1. Szeto HH, Schiller PW. Novel therapies targeting inner mitochondrial membrane—from discovery to clinical development of elamipretide. Pharm Res. 2011;28(11):2669-2679. doi:10.1007/s11095-011-0509-7
2. Birk AV, Liu S, Soong Y, et al. The mitochondrial-targeted compound SS-31 interacts with cardiolipin and preserves mitochondrial structure and function. J Am Soc Nephrol. 2013;24(8):1250-1261. doi:10.1681/ASN.2012121216
3. Brown DA, Hale SL, Baines CP, et al. Reduction of mitochondrial ROS production by SS-31 improves mitochondrial function. J Mol Cell Cardiol. 2014;67:42-52.
4. Zhao K, Zhao GM, Wu D, et al. Cell-permeable peptide antioxidants targeted to inner mitochondrial membrane inhibit mitochondrial swelling and cell death. J Biol Chem. 2004;279(33):34682-34690.

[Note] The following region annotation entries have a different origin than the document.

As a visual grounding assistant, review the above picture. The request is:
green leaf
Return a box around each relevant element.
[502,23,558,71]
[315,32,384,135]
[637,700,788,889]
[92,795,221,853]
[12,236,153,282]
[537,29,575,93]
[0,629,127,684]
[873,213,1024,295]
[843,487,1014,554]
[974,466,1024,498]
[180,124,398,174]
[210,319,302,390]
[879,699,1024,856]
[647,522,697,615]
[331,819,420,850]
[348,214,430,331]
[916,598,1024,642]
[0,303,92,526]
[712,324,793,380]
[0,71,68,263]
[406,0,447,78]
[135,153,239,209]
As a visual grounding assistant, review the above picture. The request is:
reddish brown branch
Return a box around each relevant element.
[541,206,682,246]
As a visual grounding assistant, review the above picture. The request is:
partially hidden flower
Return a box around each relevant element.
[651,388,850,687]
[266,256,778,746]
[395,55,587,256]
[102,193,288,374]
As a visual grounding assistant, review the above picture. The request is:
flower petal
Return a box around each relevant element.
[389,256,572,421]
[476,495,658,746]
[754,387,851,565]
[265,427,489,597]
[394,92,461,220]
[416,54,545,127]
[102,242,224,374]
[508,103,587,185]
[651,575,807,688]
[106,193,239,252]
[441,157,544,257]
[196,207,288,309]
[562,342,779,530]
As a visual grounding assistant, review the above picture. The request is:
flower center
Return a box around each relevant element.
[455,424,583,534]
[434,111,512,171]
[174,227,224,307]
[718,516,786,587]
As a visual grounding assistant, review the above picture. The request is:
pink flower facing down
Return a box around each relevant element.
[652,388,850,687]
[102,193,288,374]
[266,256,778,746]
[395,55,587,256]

5. Siegel MP, Kruse SE, Percival JM, et al. Mitochondrial-targeted peptide improves skeletal muscle mitochondrial bioenergetics in aged muscle. Aging Cell. 2013;12(5):763-771.
6. Dai DF, Chen T, Johnson SC, et al. Mitochondrial targeted antioxidant peptide ameliorates cardiac mitochondrial dysfunction and prevents ischemia-reperfusion injury. Circ Res. 2011;108(5):529-540.
7. López-Otín C, Blasco MA, Partridge L, et al. The hallmarks of aging. Cell. 2013;153(6):1194-1217.